Forbes estimated Harman's fortune to be $500 million in 2010. He gave millions of it away to education, the performing and fine arts and other philanthropies over the years.
Representatives of the family and IAC/InteractiveCorp., say that their commitment to the magazine will continue, Russell Adams writes in the Wall Street Journal. "We will carry on, though we will greatly miss his passionate enthusiasm and belief in the venture," says the IAC's Diller.
In a separate obit, Adams writes that Harman left his company, now called Harman International Industries, in 2007, and was a professor of polymathic study at the University of Southern California. USC defines its Academy for Polymathic Study as fostering integrated interdisciplinary learning.
The New York Times' obit is written by Robert D. McFadden, which alone makes it worth reading.
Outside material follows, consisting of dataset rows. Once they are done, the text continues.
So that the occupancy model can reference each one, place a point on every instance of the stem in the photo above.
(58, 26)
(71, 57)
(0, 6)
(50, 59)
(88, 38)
He delves into some of the qualities that made Harman an exemplar of polymathism.
"He studied physics, engineering and social psychology; was a classical music fan and jazz aficionado; recited Shakespeare by heart; was a civil rights and antiwar activist; created programs to humanize the workplace; was the president of a Quaker college on Long Island; served as President Jimmy Carter's deputy secretary of commerce; published a memoir at 85; and was still active in business in his 90s," McFadden writes.
Harman's autobiography, Mind Your Own Business: A Maverick's Guide to Business Leadership and Life, was published in 2003. He also wrote Starting With the People with pollster Daniel Yankelovich in 1988.
Harman's first marriage, to the former Sylvia Stern, ended in divorce. He married the former Jane Lakes in 1980. Besides his wife, Harman is survived by children Lynn, Gina, Barbara, Paul, Daniel, Justine, two step-children, Brian and Hilary, and 10 grandchildren.
There will be memorial services in Washington, D.C., and Los Angeles at later dates; funeral arrangements are private, according to the Los Angeles Daily News.